In addition, we can see that after the workerCount is added through CAS, the workerCount will be started by executing the start() method as a thread. The structure and workflow of Worker are shown below.
From the figure above, we can see that Worker has three attributes
- Thread, worker itself implements the Runnable interface. Thread records the thread carrying the worker when it executes
- FirstTask, the thread pool is a thread pool because the threads in it are reusable. The task executed by the worker when it is created for the first time will be collected from the queue after it is finished
- CompletedTasks, statistical, actually unused, records how many things the Worker has done
The wonderful metaphor of dragon and Dragon:
Every Worker is just like a Worker. On the first day on the job, he or she will bring similar thingsNew reportThe firstTask is arranged with its own id and thread, and then starts to get jobs. The process starts again and again, until the company downsizes and goes bankrupt and leaves.
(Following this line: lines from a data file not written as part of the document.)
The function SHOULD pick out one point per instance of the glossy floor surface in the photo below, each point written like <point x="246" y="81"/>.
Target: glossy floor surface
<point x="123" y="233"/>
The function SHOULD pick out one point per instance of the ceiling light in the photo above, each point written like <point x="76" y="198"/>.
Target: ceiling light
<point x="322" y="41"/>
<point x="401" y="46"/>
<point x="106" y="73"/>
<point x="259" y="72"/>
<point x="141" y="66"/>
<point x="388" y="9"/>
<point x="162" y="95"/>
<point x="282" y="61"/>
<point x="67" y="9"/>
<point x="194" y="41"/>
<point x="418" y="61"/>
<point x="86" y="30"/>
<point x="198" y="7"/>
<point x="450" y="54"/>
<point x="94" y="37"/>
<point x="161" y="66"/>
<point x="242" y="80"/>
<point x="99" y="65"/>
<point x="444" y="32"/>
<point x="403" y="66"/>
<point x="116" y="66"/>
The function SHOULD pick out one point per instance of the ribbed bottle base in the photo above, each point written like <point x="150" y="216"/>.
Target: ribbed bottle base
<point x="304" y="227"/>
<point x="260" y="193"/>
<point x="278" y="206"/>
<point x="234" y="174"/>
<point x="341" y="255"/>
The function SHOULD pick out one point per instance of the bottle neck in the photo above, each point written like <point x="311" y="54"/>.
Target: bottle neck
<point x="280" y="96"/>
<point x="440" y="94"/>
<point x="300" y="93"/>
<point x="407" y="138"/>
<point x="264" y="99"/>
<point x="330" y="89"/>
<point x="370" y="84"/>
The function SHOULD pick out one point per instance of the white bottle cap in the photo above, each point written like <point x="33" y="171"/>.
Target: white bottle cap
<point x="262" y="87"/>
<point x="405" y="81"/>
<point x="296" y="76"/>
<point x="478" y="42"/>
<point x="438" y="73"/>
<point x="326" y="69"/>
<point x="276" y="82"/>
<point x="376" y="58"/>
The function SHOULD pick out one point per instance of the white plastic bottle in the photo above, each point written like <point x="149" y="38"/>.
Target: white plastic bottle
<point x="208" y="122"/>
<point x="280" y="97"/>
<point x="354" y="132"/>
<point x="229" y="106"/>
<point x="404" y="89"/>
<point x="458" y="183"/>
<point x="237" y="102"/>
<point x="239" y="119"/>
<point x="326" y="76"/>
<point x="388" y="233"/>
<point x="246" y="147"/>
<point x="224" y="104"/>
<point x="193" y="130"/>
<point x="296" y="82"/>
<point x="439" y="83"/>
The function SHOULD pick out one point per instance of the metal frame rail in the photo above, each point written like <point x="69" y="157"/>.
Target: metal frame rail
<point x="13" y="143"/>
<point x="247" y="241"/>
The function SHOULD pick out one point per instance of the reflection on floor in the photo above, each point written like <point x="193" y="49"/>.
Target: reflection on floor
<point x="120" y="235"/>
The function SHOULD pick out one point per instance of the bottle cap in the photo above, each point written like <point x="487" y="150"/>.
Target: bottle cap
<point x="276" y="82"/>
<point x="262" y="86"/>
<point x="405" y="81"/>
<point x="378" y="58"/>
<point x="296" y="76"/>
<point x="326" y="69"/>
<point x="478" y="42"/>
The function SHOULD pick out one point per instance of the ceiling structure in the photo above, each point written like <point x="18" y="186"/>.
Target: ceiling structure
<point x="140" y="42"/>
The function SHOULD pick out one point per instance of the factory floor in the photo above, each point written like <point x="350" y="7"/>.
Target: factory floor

Friends who understandTears eyeType it on the public screen
def runWorker(worker) :
# thread refers to the current thread
task = worker.firstTask
whiletask ! = nullor(task = getTask()) ! = null:if runState >= STOP and thread.isNotInterrupted(): If the thread pool has been terminated and the current thread has not been interrupted, interrupt it.
thread.interrupt() # interrupt the current thread
beforeExecute(thread, task) Empty drop, reserved drop ~
task.run() # Execute task.run() on the current thread, which is the runnable we send to the thread pool
afterExecute(task, exception) Empty drop, reserved drop ~
worker.completedTasks++ Employee performance +1
# Because of exceptions or layoffs, the worker's endless cycle has ended and it's time to quit
processWorkerExit()
def processWorkerExit() :
workers.remove(worker)
if STOP > runState and need_revival:
addWorker() # If the thread needs to be expanded after it finishes, then you can resurrect it!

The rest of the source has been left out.